Po raz pierwszy zauważyłem ich, kiedy zaparkowali na moim podjeździe. Potem podeszli do okna mojego auta i kazali mi je otworzyć i tak też zrobiłem. Następnie zabrali mi kluczyki do samochodu, a ja pomyślałem wtedy, że chcą mi go ukraść. Jednak oni chcieli znacznie więcej. Wielokrotnie pytali mnie, gdzie są pieniądze. Ponieważ wycelowali broń w moją głowę, nie miałem innego wyjścia, jak oddać im gotówkę. Gdy to zrobiłem, moja wnuczka otworzyła bramę, aby zobaczyć, co się dzieje. Wtedy moje psy wkroczyły do akcji. – opowiada mężczyzna.
Miała dużo szczęścia
Niki rzuciła się na napastnika, przewracając go na ziemię. To powstrzymało go przed zastrzeleniem mężczyzny, ale wciąż udało mu się oddać trzy strzały, z których jeden trafił suczkę. Kula trafiła w plecy Niki, a po incydencie jej właściciel natychmiast odwiózł ją do weterynarza. Dzięki szybkiej reakcji, suczkę udało się uratować. Na szczęście kula ominęła ważne organy, a rana została zszyta 14 szwami. Niki tej samej nocy mogła wrócić do swojego domu.

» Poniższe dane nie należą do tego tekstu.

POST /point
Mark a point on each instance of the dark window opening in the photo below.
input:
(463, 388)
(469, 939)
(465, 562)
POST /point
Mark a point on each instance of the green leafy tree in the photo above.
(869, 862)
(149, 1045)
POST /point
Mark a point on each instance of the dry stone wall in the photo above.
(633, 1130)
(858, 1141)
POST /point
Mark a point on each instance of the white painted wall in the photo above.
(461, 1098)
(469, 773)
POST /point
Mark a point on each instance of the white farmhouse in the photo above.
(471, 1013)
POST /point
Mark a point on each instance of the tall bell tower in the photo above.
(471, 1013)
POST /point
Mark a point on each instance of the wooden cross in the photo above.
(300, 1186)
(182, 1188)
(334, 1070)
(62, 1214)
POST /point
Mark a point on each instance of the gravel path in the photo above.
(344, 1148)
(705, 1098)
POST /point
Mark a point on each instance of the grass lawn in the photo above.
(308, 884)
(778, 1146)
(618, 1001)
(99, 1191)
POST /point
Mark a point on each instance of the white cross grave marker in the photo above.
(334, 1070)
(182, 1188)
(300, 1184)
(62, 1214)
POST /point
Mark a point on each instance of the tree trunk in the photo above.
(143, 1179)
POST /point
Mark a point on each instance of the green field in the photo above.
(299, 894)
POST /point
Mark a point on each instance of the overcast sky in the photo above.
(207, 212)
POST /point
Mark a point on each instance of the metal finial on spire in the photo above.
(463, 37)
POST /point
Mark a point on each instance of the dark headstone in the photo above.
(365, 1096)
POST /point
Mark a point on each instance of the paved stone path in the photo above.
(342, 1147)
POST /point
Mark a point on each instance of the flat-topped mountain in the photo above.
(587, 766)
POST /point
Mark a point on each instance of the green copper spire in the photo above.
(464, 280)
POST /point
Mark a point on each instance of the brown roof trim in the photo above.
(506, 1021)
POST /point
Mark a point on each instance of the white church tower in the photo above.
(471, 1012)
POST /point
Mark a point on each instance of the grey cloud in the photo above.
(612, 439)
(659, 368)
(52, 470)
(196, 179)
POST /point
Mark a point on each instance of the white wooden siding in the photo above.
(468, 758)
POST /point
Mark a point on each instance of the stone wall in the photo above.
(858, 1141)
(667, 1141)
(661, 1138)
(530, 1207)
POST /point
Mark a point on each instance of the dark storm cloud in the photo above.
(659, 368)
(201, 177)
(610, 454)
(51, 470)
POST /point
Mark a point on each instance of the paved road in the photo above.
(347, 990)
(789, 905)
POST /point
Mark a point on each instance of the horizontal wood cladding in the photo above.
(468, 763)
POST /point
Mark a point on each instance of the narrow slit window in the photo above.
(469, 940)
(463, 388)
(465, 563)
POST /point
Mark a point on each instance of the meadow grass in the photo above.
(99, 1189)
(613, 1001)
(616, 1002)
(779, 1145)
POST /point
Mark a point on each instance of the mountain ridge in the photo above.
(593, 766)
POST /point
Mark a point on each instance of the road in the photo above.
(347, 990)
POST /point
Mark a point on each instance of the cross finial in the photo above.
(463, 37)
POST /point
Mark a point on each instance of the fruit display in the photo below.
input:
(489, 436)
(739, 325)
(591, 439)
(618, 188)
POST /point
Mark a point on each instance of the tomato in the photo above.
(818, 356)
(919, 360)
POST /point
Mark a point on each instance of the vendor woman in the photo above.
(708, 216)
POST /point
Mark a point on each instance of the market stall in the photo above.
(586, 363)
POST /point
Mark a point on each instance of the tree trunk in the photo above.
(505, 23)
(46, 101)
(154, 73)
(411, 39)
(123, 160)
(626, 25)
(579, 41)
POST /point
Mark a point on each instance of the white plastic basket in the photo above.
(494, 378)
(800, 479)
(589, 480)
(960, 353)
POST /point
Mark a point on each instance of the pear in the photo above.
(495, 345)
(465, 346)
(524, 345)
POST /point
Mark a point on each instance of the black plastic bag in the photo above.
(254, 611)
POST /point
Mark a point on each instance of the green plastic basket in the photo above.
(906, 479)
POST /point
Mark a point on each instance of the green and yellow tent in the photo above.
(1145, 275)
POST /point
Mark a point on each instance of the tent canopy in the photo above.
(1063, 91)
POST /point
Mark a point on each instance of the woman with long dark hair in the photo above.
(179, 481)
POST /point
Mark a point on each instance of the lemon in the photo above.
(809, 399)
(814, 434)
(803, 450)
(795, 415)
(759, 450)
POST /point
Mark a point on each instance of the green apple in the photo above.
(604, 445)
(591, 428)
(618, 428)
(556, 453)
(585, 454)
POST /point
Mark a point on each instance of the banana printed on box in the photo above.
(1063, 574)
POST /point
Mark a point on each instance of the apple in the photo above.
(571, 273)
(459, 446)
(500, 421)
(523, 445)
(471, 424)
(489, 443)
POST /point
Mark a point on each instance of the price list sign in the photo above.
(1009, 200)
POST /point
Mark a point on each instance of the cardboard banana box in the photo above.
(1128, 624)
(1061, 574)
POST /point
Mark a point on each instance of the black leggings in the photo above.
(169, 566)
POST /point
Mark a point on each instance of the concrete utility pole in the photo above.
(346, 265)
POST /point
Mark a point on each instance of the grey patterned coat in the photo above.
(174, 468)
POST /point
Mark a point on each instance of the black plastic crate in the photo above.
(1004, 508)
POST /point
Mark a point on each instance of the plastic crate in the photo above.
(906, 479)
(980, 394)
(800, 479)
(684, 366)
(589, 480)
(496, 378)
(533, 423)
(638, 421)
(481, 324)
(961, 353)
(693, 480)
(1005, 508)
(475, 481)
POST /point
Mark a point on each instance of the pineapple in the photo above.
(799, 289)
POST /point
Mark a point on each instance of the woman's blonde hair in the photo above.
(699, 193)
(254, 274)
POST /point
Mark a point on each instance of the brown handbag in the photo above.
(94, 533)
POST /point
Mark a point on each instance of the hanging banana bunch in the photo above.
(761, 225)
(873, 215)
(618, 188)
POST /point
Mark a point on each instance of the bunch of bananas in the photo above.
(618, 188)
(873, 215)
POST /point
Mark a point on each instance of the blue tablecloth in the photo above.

Na szczęście szybko doszła do siebie, a teraz dużo się bawi i dużo szczeka. – przyznał De Jager.
De Jager przyznał, że po incydencie Niki cały czas chce być bardzo blisko niego. Ma niezwykły instynkt obronny i opiekuńczy, a gdyby nie ona, to być może mężczyzna już by nie żył. Ta suczka uratowała mu życie i bez wątpienia jest prawdziwą bohaterką. Pies to zdecydowanie najlepszy przyjaciel człowieka!